13.967, Diss: Computational Ling: Skoumalova "Czech..."

Mon Apr 8 18:39:23 UTC 2002

LINGUIST List:  Vol-13-967. Mon Apr 8 2002. ISSN: 1068-4875.

Subject: 13.967, Diss: Computational Ling: Skoumalova "Czech..."

Moderators: Anthony Aristar, Wayne State U.<aristar at linguistlist.org>
            Helen Dry, Eastern Michigan U. <hdry at linguistlist.org>
            Andrew Carnie, U. of Arizona <carnie at linguistlist.org>

Reviews (reviews at linguistlist.org):
	Simin Karimi, U. of Arizona
	Terence Langendoen, U. of Arizona

Editors (linguist at linguistlist.org):
	Karen Milligan, WSU 		Naomi Ogasawara, EMU
	James Yuells, EMU		Marie Klopfenstein, WSU
	Michael Appleby, EMU		Heather Taylor-Loring, EMU
	Ljuba Veselinova, Stockholm U.	Richard John Harvey, EMU
	Dina Kapetangianni, EMU		Renee Galvis, WSU
	Karolina Owczarzak, EMU

Software: John Remmers, E. Michigan U. <remmers at emunix.emich.edu>
          Gayathri Sriram, E. Michigan U. <gayatri at linguistlist.org>

Home Page:  http://linguistlist.org/

The LINGUIST List is funded by Eastern Michigan University, Wayne
State University, and donations from subscribers and publishers.
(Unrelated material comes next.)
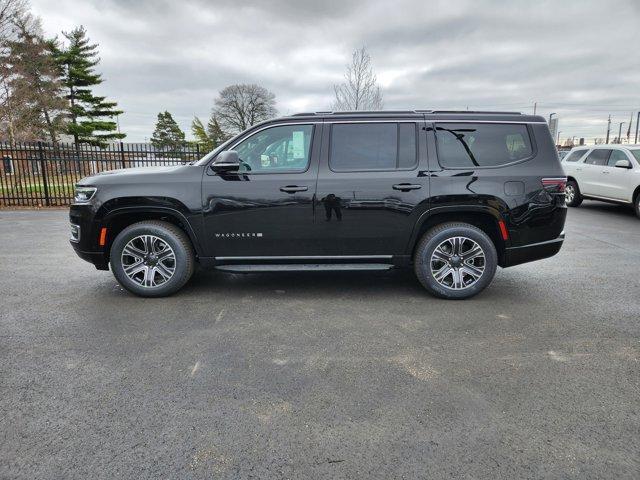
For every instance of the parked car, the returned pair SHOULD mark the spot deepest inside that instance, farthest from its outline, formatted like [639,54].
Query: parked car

Editor for this issue: Karolina Owczarzak <karolina at linguistlist.org>

=================================Directory=================================

1)
Date:  Mon, 08 Apr 2002 12:33:49 +0000
From:  Hana.Skoumalova at ff.cuni.cz
Subject:  Computational Ling: Skoumalova "Czech syntactic lexicon"

-------------------------------- Message 1 -------------------------------

Date:  Mon, 08 Apr 2002 12:33:49 +0000
From:  Hana.Skoumalova at ff.cuni.cz
Subject:  Computational Ling: Skoumalova "Czech syntactic lexicon"

New Dissertation Abstract

Institution: Charles University
Program: Institute of Theoretical and Computational Linguistics
Dissertation Status: Completed
Degree Date: 2001

Author: Hana Skoumalova
Dissertation Title:
Czech syntactic lexicon

Dissertation URL: http://utkl.ff.cuni.cz/~skoumal/dissertation

Linguistic Field: Syntax, Lexicography, Computational Linguistics

Dissertation Director 1: Jarmila Panevova

Dissertation Abstract:

In this work, an electronic lexicon of Czech verbs is presented. The
lexicon contains valency frames of ca 15,000 Czech verbs, and its
purpose is to enrich information contained in other electronic
dictionaries. The trend of recent years is to make large-scale
reusable sources which can be combined with other sources. This work
shows how the lexicon cooperates with an existing morphological
lexicon and how it can be used in various NLP systems.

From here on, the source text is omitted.